The Myanmar junta has passed its repressive Cybersecurity Law in a further attempt to suppress dissidents and curb the flow of information amid growing resistance across the country.
The junta’s state-run newspapers announced the enforcement of the law, which the regime began preparing a few weeks after the coup in 2021 and has drawn widespread criticism from rights groups since then.
The law’s wide-ranging provisions criminalize the use of virtual private networks (VPNs); penalize users who access banned sites or share information from them; and grant the regime unlimited power to access user data, arrest online critics and conduct online surveillance. The law also criminalizes online gambling and other banned cyber activities.

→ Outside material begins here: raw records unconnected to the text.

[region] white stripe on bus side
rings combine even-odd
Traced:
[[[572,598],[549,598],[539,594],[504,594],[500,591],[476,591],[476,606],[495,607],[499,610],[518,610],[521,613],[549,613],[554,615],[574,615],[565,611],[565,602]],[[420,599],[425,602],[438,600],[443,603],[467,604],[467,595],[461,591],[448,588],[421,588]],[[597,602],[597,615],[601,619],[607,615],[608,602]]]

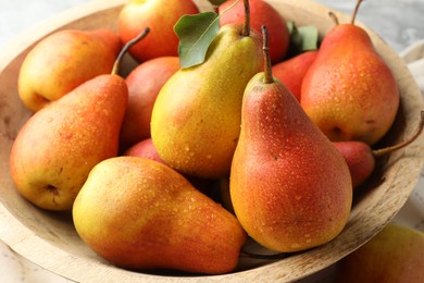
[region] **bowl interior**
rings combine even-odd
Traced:
[[[93,1],[62,13],[17,36],[0,52],[0,237],[14,250],[35,263],[62,276],[75,280],[174,280],[198,279],[191,274],[167,272],[141,273],[111,266],[91,251],[78,237],[68,213],[42,211],[15,190],[9,173],[9,155],[14,137],[29,118],[18,99],[16,82],[20,66],[34,45],[48,34],[65,28],[116,30],[116,19],[124,0]],[[267,0],[288,21],[297,25],[315,25],[321,36],[333,26],[331,9],[312,1]],[[197,0],[201,10],[211,10],[205,0]],[[336,12],[337,13],[337,12]],[[349,15],[337,13],[340,22]],[[363,26],[361,23],[358,25]],[[401,90],[401,104],[396,122],[378,146],[394,144],[408,137],[417,125],[423,99],[408,69],[377,35],[363,26],[394,71]],[[129,72],[134,62],[124,62]],[[336,262],[374,236],[389,222],[406,202],[416,184],[424,161],[421,137],[410,147],[378,161],[372,179],[356,195],[348,224],[334,241],[314,249],[275,261],[241,259],[239,268],[215,278],[226,280],[279,279],[292,281],[304,278]]]

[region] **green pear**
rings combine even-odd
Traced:
[[[151,138],[169,165],[199,177],[229,174],[242,94],[263,66],[261,46],[260,34],[246,25],[225,25],[202,64],[165,83],[153,106]]]
[[[73,219],[93,251],[130,270],[226,273],[236,268],[247,238],[233,214],[183,175],[139,157],[96,165]]]
[[[341,232],[352,184],[342,156],[272,76],[264,50],[265,72],[252,77],[242,100],[229,194],[249,236],[275,251],[299,251]]]
[[[324,37],[303,78],[300,103],[331,140],[374,145],[395,121],[399,88],[367,33],[353,21],[354,14],[352,23],[338,24]]]
[[[109,29],[53,33],[25,57],[17,82],[21,100],[38,111],[88,79],[109,74],[121,47]]]
[[[424,233],[389,223],[336,264],[335,282],[424,282]]]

Those who violate the law face penalties from fines to imprisonment for between one month and seven years.
Ma Wai Phyo Myint, Asia-Pacific policy analyst at Access Now, which promotes digital rights around the world, said that unlike other countries’ cybersecurity laws designed to protect citizens from cyberattacks and cybercrime, the junta’s law was designed as another tool for oppressing the Myanmar people.
“Moreover, under it, the use of VPNs [without prior permission] will become a criminal act.”
The digital rights advocate said the law violates citizens’ fundamental human rights, including freedom of expression, the right to access information and cyber freedoms, while granting the junta legal cover for its suppression.
However, she said the law wouldn’t dramatically alter the current situation on the ground, as the junta has already been arresting and imprisoning citizens for online activity it opposes.
Since the 2021 coup, the junta has consistently targeted online platforms and social media channels by imposing internet shutdowns and blocking access to social media platforms like Facebook, as well as independent news websites. To get around this, internet users have been accessing prohibited sites with the help of VPNs, applications that can bypass such blocks.
In response, junta security officials began conducting random searches for VPNs by inspecting the mobile phones of pedestrians and threatening them with steep fines and even arrest. In May last year, the junta officially announced a ban on the use of VPNs.
According to Data for Myanmar, from February 2022 to October 2024, the junta arrested 1,840 people for criticizing it online, 657 of them women. Last year alone, at least 351 people were arrested for anti-regime posts, comments and shares on social media, with Yangon and Mandalay being the hotspots, the research group said.
“Regardless of its attempts, the junta hasn’t been able to silence the dissent and flow of information and I see the enactment of the law as a proof of that failure,” Ma Wai Phyo Myint said.